Labor Code Shakes Soviet Ways

Many of the privileges enjoyed by Russian employees in Soviet times and still in force today might soon be ended if the State Duma passes a new labor code that has aroused the ire of labor unions.


The new draft labor code, replacing an outdated 1992 version, is due to have its second reading in the Duma in July after the parliament's summer break.


The new code includes a host of innovations. For example, formal employment contracts are made compulsory, partially replacing the Soviet system of an "employment booklet" that each worker carries around all their lives; these employment contracts can be suspended or modified during periods when the employer is in financial trouble. New grounds have been added for dismissal; the concept of a right to work has disappeared and the rights of labor unions in deciding conditions of employment, leave, industrial safety and compensation are also seriously reduced.


Not surprisingly, the new code was engulfed in controversy as soon as it was passed at first reading last November. Amendments proposed by the Duma's labor and social welfare committee and also by the Labor Ministry were seen as attacks on workers' rights by unions, women's organizations and veterans groups on the other side of the fence.


Natalya Chekorina, an adviser to the Labor Committee, said, "They are really tearing it to shreds. They are screaming that we are burying the workers."


Opponents of the new code appeal to article 55 of the constitution which forbids any laws which reduce the rights and freedoms of citizens. But those in favor of the new code are convinced that in today's conditions, workers should get a decent wage rather than the myriad of legally guaranteed special conditions and entitlements that existed in Soviet times.


The new labor code, if passed, will be more in line with international conventions. For instance, under article 158 of the International Labor Organization, a worker's severance pay on leaving his job should be in proportion to how long he has worked at the firm. The new code complies with this rule, setting severance pay at a quarter of an average monthly wage multiplied by the number of years worked at the firm.


But the new labor code is in many respects a "transitional" document. It still refers to the "employment booklet," the state's record of work history which all Soviet workers were forced to present to each new workplace. This was regarded as an element of the old system where the state and not employer and employee determined work conditions. But it has proved impossible to get rid of "employment booklets" completely because they are the only record for calculating retirement pensions which are still based on total years each individual has spent in the workforce.


Controversy surrounds not only which entitlements and privileges will be axed under the new code but also about which conditions will be considered privileges. For instance, is it a privilege that under the old labor code, women cannot work at night? Some said night work was a threat to family life. Others said banning it was sexual discrimination.

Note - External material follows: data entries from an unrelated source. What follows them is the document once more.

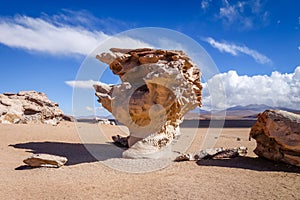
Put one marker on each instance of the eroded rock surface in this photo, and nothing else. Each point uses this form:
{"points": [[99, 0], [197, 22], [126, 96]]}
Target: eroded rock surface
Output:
{"points": [[213, 153], [29, 107], [277, 134], [158, 88], [45, 160]]}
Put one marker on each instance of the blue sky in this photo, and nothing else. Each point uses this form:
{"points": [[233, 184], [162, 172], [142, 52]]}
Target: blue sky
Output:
{"points": [[255, 44]]}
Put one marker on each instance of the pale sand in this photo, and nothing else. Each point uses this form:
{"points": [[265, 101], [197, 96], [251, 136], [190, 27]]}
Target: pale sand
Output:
{"points": [[85, 178]]}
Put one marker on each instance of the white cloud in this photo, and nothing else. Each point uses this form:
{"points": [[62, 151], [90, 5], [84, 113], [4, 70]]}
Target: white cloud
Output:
{"points": [[243, 14], [234, 50], [205, 4], [59, 34], [40, 35], [87, 84], [280, 90], [88, 108]]}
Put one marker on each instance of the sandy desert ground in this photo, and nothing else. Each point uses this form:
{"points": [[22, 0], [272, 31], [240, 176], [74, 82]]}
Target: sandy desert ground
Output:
{"points": [[84, 177]]}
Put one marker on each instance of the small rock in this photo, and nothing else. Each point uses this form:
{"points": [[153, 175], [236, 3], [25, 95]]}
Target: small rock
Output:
{"points": [[213, 153], [277, 134], [45, 160]]}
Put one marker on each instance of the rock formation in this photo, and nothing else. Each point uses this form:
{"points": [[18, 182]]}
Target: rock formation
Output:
{"points": [[29, 107], [158, 88], [277, 134], [213, 153], [45, 160]]}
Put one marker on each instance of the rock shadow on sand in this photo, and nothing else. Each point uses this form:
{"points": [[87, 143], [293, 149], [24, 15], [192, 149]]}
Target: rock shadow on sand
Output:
{"points": [[76, 153], [250, 163]]}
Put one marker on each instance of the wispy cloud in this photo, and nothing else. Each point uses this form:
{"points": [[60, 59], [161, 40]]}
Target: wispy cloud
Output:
{"points": [[278, 89], [205, 4], [241, 15], [64, 34], [87, 84], [37, 34], [235, 50]]}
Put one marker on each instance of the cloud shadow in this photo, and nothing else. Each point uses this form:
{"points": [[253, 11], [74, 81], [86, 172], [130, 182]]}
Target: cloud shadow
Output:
{"points": [[76, 153]]}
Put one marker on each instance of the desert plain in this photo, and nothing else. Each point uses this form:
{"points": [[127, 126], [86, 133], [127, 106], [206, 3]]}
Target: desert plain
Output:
{"points": [[84, 177]]}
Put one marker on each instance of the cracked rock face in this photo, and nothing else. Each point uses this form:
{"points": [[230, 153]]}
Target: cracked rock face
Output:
{"points": [[277, 134], [29, 107], [158, 88]]}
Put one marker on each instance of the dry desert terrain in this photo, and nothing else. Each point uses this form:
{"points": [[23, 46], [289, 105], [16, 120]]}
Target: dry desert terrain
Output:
{"points": [[84, 177]]}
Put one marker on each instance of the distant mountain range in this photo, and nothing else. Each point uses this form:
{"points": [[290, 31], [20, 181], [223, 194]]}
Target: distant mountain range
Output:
{"points": [[237, 112]]}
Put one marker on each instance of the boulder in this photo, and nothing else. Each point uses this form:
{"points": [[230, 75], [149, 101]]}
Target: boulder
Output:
{"points": [[45, 160], [29, 107], [213, 153], [158, 88], [277, 134]]}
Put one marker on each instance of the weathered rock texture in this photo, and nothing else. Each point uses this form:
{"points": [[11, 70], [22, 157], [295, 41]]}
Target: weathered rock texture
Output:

In fact, this is one of the few issues on which relative agreement has been reached despite the initial controversy. The same cannot be said for the status of various kinds of leave and vacation which are often added on to the maximum 28 days of annual leave.

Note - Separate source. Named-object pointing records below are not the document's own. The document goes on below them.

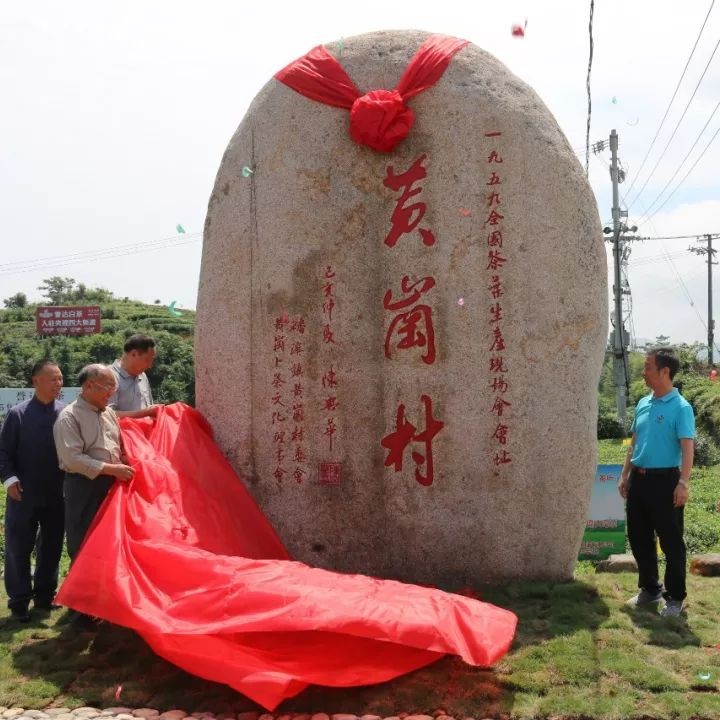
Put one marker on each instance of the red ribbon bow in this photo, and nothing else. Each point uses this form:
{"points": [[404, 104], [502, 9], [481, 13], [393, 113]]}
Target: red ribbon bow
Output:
{"points": [[379, 119]]}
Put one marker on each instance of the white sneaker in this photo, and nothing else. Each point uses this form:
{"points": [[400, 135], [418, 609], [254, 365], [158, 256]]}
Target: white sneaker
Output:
{"points": [[645, 598]]}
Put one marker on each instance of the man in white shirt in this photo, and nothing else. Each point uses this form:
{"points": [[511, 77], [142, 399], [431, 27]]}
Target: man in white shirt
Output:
{"points": [[133, 397]]}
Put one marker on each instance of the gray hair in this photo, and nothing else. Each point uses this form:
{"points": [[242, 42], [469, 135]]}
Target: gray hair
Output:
{"points": [[91, 372]]}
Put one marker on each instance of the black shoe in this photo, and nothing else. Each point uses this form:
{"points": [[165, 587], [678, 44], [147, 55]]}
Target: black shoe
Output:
{"points": [[46, 605], [20, 614]]}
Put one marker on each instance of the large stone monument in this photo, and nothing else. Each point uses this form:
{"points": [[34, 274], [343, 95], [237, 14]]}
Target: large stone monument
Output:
{"points": [[399, 351]]}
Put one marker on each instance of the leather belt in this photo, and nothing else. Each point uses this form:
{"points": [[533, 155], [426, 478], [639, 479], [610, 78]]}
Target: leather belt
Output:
{"points": [[653, 471]]}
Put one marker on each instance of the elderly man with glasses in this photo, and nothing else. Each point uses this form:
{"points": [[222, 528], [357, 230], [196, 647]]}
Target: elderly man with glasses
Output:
{"points": [[87, 439]]}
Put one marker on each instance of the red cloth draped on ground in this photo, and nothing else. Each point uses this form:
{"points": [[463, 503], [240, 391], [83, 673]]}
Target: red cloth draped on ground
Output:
{"points": [[380, 119], [183, 555]]}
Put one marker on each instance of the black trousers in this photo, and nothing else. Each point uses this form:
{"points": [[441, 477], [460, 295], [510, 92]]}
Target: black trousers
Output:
{"points": [[83, 498], [22, 523], [650, 511]]}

"Labor unions want to have a basic annual vacation for 24 days plus various additional forms of leave. It is impossible to convince them that this could destroy a lot of companies," said one adviser to the Labor Committee.


It was also very difficult to dismiss workers under the old labor code. But Chapter III article 33 of the new code adds two new justifications for dismissing employees: either "disclosing a commercial secret" or in the case of senior management, "a change of proprietor."

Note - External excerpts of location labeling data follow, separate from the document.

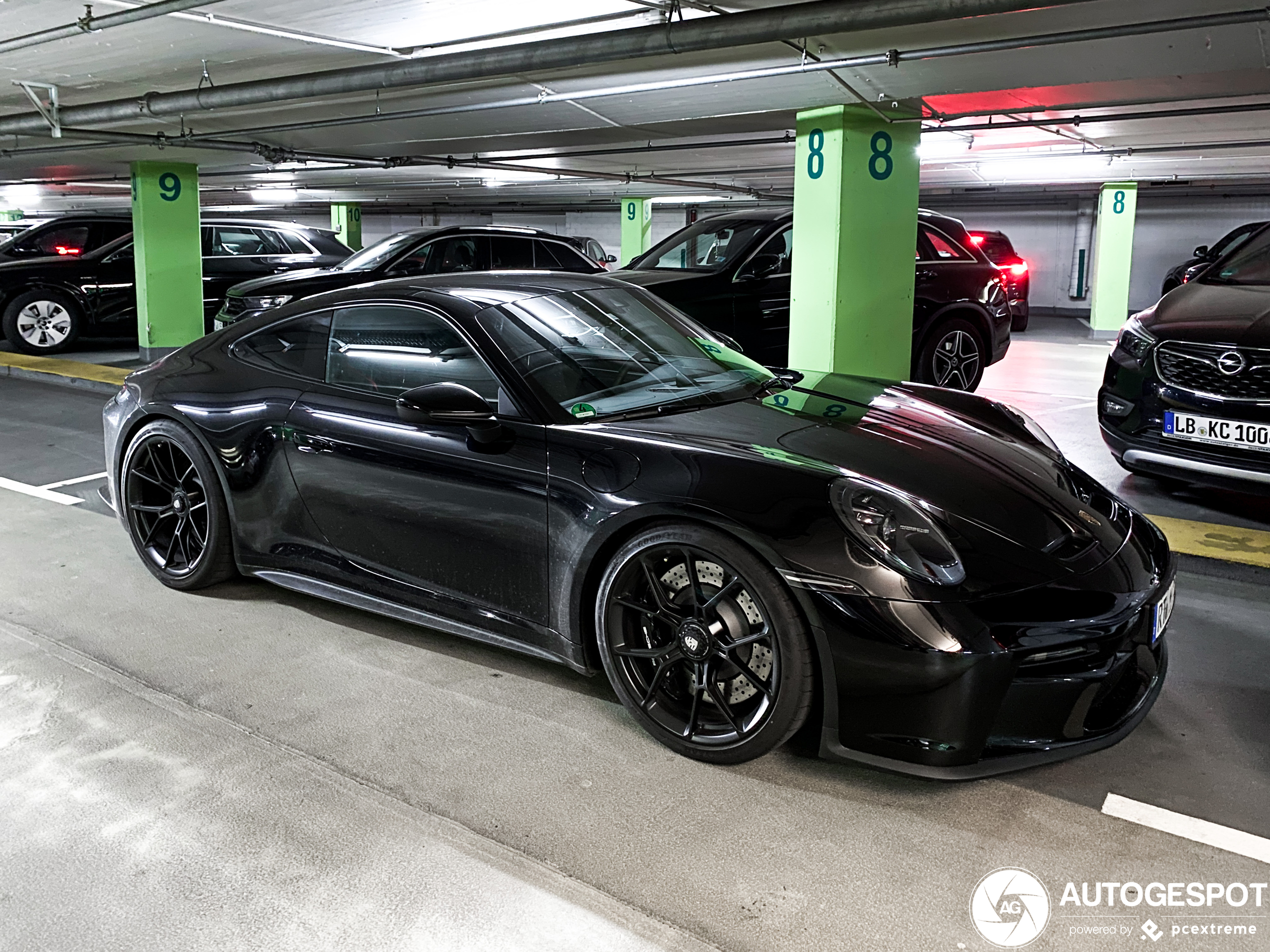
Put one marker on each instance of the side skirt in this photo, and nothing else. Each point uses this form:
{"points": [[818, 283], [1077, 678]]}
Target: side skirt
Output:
{"points": [[352, 598]]}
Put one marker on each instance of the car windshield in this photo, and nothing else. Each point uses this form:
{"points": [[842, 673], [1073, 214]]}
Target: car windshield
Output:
{"points": [[608, 352], [705, 247], [1250, 264], [371, 258]]}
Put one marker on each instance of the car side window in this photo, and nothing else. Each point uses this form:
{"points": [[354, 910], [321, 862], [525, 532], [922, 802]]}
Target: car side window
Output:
{"points": [[294, 244], [459, 254], [562, 258], [942, 248], [388, 349], [417, 260], [780, 247], [511, 254], [121, 254], [296, 347], [238, 241]]}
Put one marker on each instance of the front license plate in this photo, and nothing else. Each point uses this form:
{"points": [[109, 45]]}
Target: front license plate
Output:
{"points": [[1224, 433], [1162, 611]]}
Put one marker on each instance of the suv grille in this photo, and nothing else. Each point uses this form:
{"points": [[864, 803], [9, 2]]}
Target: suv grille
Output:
{"points": [[1196, 367]]}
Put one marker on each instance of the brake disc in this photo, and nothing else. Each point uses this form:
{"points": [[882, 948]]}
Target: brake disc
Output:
{"points": [[738, 612]]}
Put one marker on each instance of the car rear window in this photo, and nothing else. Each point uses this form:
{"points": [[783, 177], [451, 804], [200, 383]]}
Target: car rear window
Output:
{"points": [[996, 248]]}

Dispute has also surrounded Article 34, which sets out which employees will get preference in retaining their job when an employer announces lay-offs. According to Chekorina, drafting this aspect of the code has been complicated by labor unions, women's groups and veterans associations which all have their point of view


Labor unions oppose the new code partly because it gives them a much smaller role in work disputes. They have considerable influence in the left wing of the Duma which commands a majority.


On the other hand, the draft code has already passed a first reading and if the right concessions are made to lobbyists it could pass its second reading too.